Nos anos 1990, um grupo de amigos bancários decidiu assumir os destinos da AABB-Associação Atlética Banco do Brasil de Santana do Ipanema, sob a liderança do presidente Luiz Euclides. Gestão de clube pequeno, com recursos limitados era tarefa árdua. Muitas vezes, tinha que dar nó em pingo d’água para manter as contas em dia. Restava investir com criatividade nos esportes. Aliás, o sertão desde tempos antigos tem fama de se destacar no futebol de campo e salão.

Depois de muitos anos expostos ao sol de todo dia no sertão alagoano fomos contemplados com projeto de cobertura metálica da única quadra poliesportiva, fruto de um convênio - naquele tempo ainda possível - com a FBB-Fundação Banco do Brasil. Mas a conquista não foi mansa e pacífica, herdamos também um litígio que nos atormentou por muitos anos. No final da década de 1980 e início dos anos 1990 muitas mudanças ocorreram e, dentre elas, se extinguiram todos os subsídios e investimentos da parte do Banco e FBB às associações de funcionários.

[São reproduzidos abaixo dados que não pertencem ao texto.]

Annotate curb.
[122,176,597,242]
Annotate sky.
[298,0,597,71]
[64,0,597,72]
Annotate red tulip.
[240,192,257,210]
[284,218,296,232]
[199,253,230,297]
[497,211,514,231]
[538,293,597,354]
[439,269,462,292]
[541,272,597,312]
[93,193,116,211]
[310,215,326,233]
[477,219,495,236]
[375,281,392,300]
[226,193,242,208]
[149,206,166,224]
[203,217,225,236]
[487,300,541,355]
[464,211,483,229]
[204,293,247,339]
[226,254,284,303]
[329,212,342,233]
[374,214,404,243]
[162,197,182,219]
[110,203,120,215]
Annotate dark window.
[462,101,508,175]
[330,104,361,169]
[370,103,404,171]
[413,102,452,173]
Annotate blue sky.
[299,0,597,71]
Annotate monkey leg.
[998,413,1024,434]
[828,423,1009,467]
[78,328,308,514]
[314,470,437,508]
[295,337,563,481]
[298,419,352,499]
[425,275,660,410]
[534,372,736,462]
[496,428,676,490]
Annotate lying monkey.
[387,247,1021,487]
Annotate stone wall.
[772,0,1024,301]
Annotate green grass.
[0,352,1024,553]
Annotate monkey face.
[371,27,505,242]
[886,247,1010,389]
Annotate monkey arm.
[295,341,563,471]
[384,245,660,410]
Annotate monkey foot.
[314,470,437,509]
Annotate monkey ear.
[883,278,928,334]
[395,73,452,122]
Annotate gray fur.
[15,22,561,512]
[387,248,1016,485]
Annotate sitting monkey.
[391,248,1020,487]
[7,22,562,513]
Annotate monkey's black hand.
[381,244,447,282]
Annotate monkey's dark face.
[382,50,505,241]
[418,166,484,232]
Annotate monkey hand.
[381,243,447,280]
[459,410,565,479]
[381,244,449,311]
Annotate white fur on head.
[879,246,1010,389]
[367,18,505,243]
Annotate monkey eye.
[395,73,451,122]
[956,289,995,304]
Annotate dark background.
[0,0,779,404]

A associação que quisesse sobreviver teria de produzir suas próprias receitas. De repente, vimo-nos entregues à sorte, apoiados na esperança, contando com a boa vontade e o talento dessa brava gente guerreira. Para fortalecer os clubes foi criada a FENABB-Federação Nacional de AABB, que até hoje atua em defesa das associações de todo o país.

Tendo a escassez como constante, somente a criatividade e união dos seus diretores poderia levar adiante o projeto de um clube integrativo que se abria à comunidade e dependia dela para sobreviver. Para manter vivo o legado, uma das saídas foi priorizar os esportes, principalmente futebol de salão, nas três categorias: Infantil, juvenil e adulto. Assim foi feito.

Com apoio da FENABB-Federação Nacional de AABB, realizamos a 1ª Copa AABB de Futsal Infantil, no período de outubro a dezembro de 1995. Dentre os inscritos, deparamo-nos com a equipe da vizinha cidade de Dois Riachos que constava do rol dos atletas uma menina chamada Marta.


Equipe Dois Riachos. Marta, no destaque
Foi impactante a exibição da hábil canhota de dribles desconcertantes e chute poderoso que logo na partida de estreia já encantou o público, fez gol e foi destaque. Dos adversários, além dos aplausos, conquistou também o ciúme com a sua flecha preta. Os times concorrentes, inconformados com o talento da estreante, entraram com recurso junto à comissão organizadora para inabilitar a presença da atleta no campeonato, simplesmente por discriminação de gênero.

Reunida a comissão formada pelos clubes interessados, árbitros e diretoria do clube, do qual eu fazia parte como vice-presidente esportivo, decidimos pela sua permanência. Representando a equipe visitante estava o senhor Júlio, conhecido como Tota, que era treinador da jogadora e do time. Argumentamos que, enquanto não tivéssemos um campeonato similar na categoria “futebol feminino”, a AABB não vetaria a participação de qualquer jogadora até como incentivo. Tanto a menina, quanto os meninos, tinham as mesmas possibilidades e estavam sujeitos às mesmas regras disciplinares, portanto não havia fundamento para retirá-la do torneio.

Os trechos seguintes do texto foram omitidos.